Payday loans are unsecured short-term loans made at storefronts and online. The average loan amount is $375, ranging generally from $100 to $500, most often due in two weeks or on the borrower’s next payday. It is estimated that approximately 12,000,000 Americans have taken a payday loan in the last year. To be eligible for a loan, borrowers must have a steady source of income and a checking account. In many states, the law requires that the borrower not have other payday loans outstanding.
Payday loans are most frequently used by constrained consumers who have few or no liquid assets and limited opportunities to borrow on credit cards or from other mainstream lenders. The proceeds are generally applied to expenses that are either unexpected or cannot be postponed. Since many borrowers live from paycheck to paycheck and have very little discretionary income, even small interruptions in income, or unexpected expenses, may cause hardships and financial emergencies. Payday loans thus provide an opportunity for consumers to smooth income or consumption under circumstances where their rainy-day savings may be near zero and where other forms of credit are already fully utilized or unavailable.
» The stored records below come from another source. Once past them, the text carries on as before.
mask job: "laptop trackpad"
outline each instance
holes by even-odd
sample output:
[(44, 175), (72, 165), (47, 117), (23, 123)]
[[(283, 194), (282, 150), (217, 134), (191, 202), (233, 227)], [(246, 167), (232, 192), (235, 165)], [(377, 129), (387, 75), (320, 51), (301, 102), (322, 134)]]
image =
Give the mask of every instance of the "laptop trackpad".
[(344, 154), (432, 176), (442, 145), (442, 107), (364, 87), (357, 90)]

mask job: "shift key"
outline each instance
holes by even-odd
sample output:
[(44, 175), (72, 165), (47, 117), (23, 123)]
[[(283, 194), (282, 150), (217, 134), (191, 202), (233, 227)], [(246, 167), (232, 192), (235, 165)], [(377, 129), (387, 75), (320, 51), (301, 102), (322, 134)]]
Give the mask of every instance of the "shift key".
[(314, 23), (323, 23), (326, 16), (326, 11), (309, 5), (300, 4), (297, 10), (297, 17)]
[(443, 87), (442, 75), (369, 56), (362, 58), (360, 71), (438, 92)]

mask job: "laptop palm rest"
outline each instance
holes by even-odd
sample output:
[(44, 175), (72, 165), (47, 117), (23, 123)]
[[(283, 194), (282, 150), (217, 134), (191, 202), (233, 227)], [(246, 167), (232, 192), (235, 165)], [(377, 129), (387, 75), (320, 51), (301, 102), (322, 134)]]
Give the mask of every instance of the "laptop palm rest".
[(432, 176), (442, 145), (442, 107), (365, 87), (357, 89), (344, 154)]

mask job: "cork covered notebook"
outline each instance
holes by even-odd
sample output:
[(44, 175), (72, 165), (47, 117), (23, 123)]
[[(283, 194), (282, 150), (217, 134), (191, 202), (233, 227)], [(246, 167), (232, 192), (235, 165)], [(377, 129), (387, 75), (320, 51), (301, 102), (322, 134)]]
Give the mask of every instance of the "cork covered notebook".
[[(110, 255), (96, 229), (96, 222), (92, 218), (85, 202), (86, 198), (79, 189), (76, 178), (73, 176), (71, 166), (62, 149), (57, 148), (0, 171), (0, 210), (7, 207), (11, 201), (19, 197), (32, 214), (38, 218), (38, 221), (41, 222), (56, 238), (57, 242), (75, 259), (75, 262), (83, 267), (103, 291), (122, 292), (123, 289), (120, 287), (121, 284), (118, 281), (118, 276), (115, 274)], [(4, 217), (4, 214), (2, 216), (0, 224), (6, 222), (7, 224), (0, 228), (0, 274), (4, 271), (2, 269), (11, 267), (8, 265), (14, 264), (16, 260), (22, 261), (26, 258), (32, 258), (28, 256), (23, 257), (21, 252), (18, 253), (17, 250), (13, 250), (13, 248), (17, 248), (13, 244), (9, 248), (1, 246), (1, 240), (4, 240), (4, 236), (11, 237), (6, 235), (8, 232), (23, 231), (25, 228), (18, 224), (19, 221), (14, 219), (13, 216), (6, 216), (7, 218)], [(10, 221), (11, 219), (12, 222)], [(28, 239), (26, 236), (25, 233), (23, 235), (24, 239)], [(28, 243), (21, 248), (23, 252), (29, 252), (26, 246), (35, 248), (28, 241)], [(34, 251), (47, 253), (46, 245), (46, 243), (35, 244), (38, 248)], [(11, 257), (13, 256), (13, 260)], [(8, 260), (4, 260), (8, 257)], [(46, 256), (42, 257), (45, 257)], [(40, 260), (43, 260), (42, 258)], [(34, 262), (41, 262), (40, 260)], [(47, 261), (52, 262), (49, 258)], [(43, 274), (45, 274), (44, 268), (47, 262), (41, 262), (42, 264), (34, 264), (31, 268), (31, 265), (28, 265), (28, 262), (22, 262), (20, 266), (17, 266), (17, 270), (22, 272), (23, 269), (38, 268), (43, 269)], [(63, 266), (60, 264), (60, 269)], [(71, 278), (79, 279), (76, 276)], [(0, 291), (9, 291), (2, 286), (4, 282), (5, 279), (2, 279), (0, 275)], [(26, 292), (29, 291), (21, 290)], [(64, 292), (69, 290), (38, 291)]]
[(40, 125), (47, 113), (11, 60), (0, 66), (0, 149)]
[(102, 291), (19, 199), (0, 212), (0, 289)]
In such cases, payday loans, though expensive, may be economically preferable to alternatives such as defaulting on other obligations or foregoing needed goods and services.
Some large storefront lenders, and nearly all online lenders, employ the services of a subprime credit bureau, such as Clarity or Teletrack, to confirm the applicant’s eligibility. In some states, lenders are also required to query a statewide database to determine whether an applicant has other payday credit outstanding.
Payday lending is highly regulated at the state level—including through usury limits, maximum loan amounts, and proscribed collection practices—and is subject to existing federal laws covering consumer credit generally, such as the Truth in Lending Act, Equal Credit Opportunity Act, Electronic Funds Transfer Act, and the Gramm-Leach-Bliley Act. In multiple surveys, consumers overwhelmingly reported being satisfied with their payday borrowing experiences. Nevertheless, the Consumer Financial Protection Bureau (CFPB), a regulatory agency established by the Dodd-Frank Wall Street Reform and Consumer Protection Act of 2010, is set to issue a rule that could destroy most of the payday loan industry. On June 2, 2016, the CFPB published a comprehensive notice of proposed rulemaking covering payday loans and most other forms of high-cost consumer credit.
The CFPB’s own impact analysis suggests that the rule will result in an industry-wide revenue reduction of roughly three-fourths. Furthermore, industry studies show that around three fourths of the nation’s 20,000 storefront payday outlets will be rendered unprofitable and forced to close by the CFPB’s rulemaking. Assuming an average of about $15 billion of average payday credit outstanding, then, in the 75-percent-off proportion, roughly $11 billion of credit will be eliminated by the rule. The soon-to-be-excluded borrowers of that $11 billion will be forced to seek inferior substitutes, such as illegal loansharking or more expensive “mainstream” credit vehicles for which they will incur late charges and bank overdraft fees. The burden of this loss of credit access will be felt disproportionately by lower income and minority borrowers.